Set up conjugation reaction

• 24 hours after seeding, aspirate media from T25 flasks containing HEK293T cells.
• Wash gently with 1x DPBS twice.
• Harvest bacteria by centrifuging at 13,000 rpm for 1 min.
• Resuspend the bacterial pellets in 5.5 ml DMEM supplemented with 10% FCS, 2 mM L-glutamine, 20 mM HEPES, 5 µg/ml DNaseI-XT and 1 µM cytochalasin D.
• Add 5 ml of the bacterial suspension (OD₆₀₀ 1.0) to the T25 flasks containing HEK293T cells - work outside the sterile hood from here to avoid contamination of the hood.
• Place in a bacteria incubator (static) at 37°C for 12 hours.

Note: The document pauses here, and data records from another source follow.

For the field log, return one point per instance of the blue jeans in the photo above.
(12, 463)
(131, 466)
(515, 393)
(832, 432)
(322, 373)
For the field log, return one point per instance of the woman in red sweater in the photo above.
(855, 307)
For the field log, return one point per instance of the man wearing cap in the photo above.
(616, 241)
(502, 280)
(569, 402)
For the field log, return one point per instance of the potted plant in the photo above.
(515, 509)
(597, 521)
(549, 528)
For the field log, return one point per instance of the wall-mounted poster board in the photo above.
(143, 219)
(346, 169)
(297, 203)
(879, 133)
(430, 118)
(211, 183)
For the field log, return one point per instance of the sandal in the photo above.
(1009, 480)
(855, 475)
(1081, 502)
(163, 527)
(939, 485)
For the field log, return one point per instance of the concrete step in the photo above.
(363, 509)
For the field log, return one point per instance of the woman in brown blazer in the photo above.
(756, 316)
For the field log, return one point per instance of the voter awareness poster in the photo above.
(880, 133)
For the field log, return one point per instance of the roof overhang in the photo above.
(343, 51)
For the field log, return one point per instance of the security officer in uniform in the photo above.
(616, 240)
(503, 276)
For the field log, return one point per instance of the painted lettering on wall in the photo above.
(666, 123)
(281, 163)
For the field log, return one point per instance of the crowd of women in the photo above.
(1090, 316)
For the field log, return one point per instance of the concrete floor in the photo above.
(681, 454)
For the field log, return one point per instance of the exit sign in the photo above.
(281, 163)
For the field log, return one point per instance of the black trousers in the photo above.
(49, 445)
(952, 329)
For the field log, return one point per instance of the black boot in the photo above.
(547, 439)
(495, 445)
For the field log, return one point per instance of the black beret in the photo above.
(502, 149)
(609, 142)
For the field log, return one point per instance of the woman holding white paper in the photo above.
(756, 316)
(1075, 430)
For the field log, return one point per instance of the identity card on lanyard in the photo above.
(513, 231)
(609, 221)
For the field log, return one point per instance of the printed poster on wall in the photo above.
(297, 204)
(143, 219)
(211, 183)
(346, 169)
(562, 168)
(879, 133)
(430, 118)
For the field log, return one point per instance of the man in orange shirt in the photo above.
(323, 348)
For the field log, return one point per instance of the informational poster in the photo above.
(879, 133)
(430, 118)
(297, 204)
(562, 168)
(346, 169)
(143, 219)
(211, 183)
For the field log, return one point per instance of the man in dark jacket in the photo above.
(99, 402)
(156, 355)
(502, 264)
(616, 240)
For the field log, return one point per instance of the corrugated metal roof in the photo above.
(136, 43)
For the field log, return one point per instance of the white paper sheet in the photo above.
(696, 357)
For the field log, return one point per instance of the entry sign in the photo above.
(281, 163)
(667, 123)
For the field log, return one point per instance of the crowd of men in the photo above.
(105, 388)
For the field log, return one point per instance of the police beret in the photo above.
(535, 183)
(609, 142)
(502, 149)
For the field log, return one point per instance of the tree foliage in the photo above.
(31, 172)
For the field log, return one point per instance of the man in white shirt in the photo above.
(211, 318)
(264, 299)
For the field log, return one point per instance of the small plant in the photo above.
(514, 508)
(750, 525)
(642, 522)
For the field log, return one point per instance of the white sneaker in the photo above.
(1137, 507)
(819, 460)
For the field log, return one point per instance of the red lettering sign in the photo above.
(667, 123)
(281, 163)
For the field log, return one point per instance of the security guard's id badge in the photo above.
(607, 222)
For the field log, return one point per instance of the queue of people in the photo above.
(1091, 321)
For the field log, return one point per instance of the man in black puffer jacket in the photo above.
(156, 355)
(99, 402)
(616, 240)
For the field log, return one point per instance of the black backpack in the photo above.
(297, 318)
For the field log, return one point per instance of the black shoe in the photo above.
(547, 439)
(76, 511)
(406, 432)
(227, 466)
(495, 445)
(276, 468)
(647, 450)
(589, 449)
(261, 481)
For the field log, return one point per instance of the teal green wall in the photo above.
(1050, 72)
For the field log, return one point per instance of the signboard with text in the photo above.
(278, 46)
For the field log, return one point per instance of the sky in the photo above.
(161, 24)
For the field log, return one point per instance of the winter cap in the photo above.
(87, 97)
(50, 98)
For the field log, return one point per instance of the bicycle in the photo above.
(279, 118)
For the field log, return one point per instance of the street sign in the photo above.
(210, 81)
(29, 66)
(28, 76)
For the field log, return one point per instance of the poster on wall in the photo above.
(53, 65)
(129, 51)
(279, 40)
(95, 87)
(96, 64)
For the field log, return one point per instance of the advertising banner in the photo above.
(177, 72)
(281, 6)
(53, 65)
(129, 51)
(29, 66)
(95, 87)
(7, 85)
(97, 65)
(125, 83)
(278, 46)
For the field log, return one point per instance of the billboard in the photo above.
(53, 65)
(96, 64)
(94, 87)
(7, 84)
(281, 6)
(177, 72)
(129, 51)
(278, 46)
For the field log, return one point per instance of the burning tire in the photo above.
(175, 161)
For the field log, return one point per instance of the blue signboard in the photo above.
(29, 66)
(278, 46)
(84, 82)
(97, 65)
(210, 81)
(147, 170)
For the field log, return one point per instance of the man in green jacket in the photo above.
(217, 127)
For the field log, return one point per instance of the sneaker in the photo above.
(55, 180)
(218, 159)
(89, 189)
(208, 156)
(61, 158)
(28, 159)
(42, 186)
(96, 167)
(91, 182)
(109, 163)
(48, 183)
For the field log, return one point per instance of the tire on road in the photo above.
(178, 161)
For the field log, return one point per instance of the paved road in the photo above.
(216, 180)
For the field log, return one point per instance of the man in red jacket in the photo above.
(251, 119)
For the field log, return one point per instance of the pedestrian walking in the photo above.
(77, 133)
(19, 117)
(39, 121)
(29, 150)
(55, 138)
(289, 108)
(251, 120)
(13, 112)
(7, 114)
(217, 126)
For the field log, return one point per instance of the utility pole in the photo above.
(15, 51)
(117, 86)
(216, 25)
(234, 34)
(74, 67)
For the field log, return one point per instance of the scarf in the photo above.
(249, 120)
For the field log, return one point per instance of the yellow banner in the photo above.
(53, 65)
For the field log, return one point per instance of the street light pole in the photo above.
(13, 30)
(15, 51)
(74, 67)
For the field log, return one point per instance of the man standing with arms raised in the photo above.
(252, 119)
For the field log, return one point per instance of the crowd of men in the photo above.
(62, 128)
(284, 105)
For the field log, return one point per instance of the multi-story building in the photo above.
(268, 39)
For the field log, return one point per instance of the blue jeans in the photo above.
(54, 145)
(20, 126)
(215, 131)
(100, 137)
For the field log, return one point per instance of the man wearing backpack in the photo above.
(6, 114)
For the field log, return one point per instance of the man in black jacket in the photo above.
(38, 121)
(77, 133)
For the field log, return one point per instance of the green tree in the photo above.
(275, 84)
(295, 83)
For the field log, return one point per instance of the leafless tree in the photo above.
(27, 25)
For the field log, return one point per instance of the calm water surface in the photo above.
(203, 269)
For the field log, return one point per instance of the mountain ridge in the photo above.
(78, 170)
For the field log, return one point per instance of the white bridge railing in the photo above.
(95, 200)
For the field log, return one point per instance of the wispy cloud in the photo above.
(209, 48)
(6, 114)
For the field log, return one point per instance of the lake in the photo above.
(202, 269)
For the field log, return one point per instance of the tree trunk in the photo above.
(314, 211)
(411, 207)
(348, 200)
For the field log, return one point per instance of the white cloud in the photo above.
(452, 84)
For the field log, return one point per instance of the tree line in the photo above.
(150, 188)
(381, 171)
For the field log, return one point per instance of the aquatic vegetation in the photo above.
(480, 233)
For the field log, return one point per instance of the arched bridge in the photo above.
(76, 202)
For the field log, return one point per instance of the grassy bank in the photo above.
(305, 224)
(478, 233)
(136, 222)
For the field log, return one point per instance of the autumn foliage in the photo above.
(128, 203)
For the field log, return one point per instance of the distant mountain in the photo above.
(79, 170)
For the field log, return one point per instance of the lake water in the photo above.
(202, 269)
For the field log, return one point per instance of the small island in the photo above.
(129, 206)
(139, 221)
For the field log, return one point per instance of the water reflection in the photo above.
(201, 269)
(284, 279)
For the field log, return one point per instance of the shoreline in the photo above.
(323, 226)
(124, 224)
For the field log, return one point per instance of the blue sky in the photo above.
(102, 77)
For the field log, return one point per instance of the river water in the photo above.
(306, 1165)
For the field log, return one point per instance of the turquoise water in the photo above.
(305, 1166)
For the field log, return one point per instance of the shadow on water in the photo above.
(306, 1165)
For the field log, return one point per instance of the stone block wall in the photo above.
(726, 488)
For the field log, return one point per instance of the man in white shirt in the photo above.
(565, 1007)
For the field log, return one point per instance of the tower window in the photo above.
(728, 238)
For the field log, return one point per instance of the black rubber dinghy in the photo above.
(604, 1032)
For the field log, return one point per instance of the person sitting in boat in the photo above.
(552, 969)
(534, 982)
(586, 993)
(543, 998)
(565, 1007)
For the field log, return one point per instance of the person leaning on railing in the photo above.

Elimination of bacteria after conjugation

• Remove media (containing bacteria) from the T25 flasks and wash 2-3 times with PBS supplemented with 150 mM NaCl + 50 µg/ml kanamycin.
• Add 5 ml of fresh DMEM supplemented with 10% FCS, 2 mM L-glutamine, 1% penicillin/streptomycin and 50 µg/ml kanamycin.
• Place in the bacterial incubator again for 2-3 h to neutralize remaining bacteria.
• Check under the microscope to ensure no prevailing signs of live bacteria.
• Thoroughly disinfect the exteriors of the flasks, then transfer to a humid CO₂ incubator at 37°C, incubate for 24 h.

Read-out

• Perform fluorescence microscopy for qualitative and FACS for quantitative readout of fluorescent reporter expression across the various experimental groups.